If you are using Eclipse for your IDE, there are a number of profiler plug-ins available (some free, some not so free) that can help you find where the program is spending its time, memory usage, etc. I'm sure the same is true for NetBeans and IntelliJ, but I'm not positive about that.

Profiling wouldn't help on a bad algorithm, and this is the case here I am afraid. The code tries pretty much all chains on a grid, to match each against every dictionary word. Obviously most of the efforts is wasted.
My recommendation is to turn the table around, and instead try to fit dictionary words into the grid. This way you will prune the barren chains early. Most important is to preprocess the dictionary into a proper structure - take look at PATRICIA tree for example.

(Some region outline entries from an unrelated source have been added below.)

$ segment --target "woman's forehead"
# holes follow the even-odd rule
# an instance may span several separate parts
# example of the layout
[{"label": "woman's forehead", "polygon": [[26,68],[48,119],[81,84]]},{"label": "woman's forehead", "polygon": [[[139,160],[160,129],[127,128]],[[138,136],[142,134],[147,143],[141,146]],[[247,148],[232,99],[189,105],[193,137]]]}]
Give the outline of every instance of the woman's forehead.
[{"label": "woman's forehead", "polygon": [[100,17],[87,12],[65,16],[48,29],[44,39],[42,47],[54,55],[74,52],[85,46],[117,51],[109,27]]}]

Could you show me what you mean by turning the table around? I think I understand what your saying, just not sure how to go about doing it.

Assuming that the dictionary is preprocessed into a tree, do something like this:

do_square(square, node):
    if node is null,
        return success, dictionary word found
    if letter in the square exist at the current node,
        select subtree corresponding to the letter
        for all neighbours
            do_square(neighbour, subtree)
    else
        return failure

I skipped a lot, especially bookkeeping, tracing the path, etc, etc, but you should get the basic idea.

In the program, I had all the words loaded into a hash table, I think that should be efficient enough for now unless that is causing this problem. It's the traversing the matrix part efficiently that's got me confused when thinking of how I should implement it. I'll take a look at what you mentioned but I guess I'll have to think for a while and draw it on paper.

I guess what I'm trying to sort out first is, basically how efficient can I get it with what I have now using a hash table? I'm pretty sure it's not the hash table that's causing this, it's the worthless checks for all possible words in the grid that are not dictionary words.

Once I get it to an acceptable efficiency then I'll experiment using different data structure like a trie or search tree ect. I think the hash table or a trie are my best bets though.

I just need a better recursive function that checks the adjacent squares (and marks ones already checked to prevent looping ect.)

> it's the worthless checks for all possible words in the grid that are not dictionary words

Correct. That's why I suggest to let the dictionary drive the search.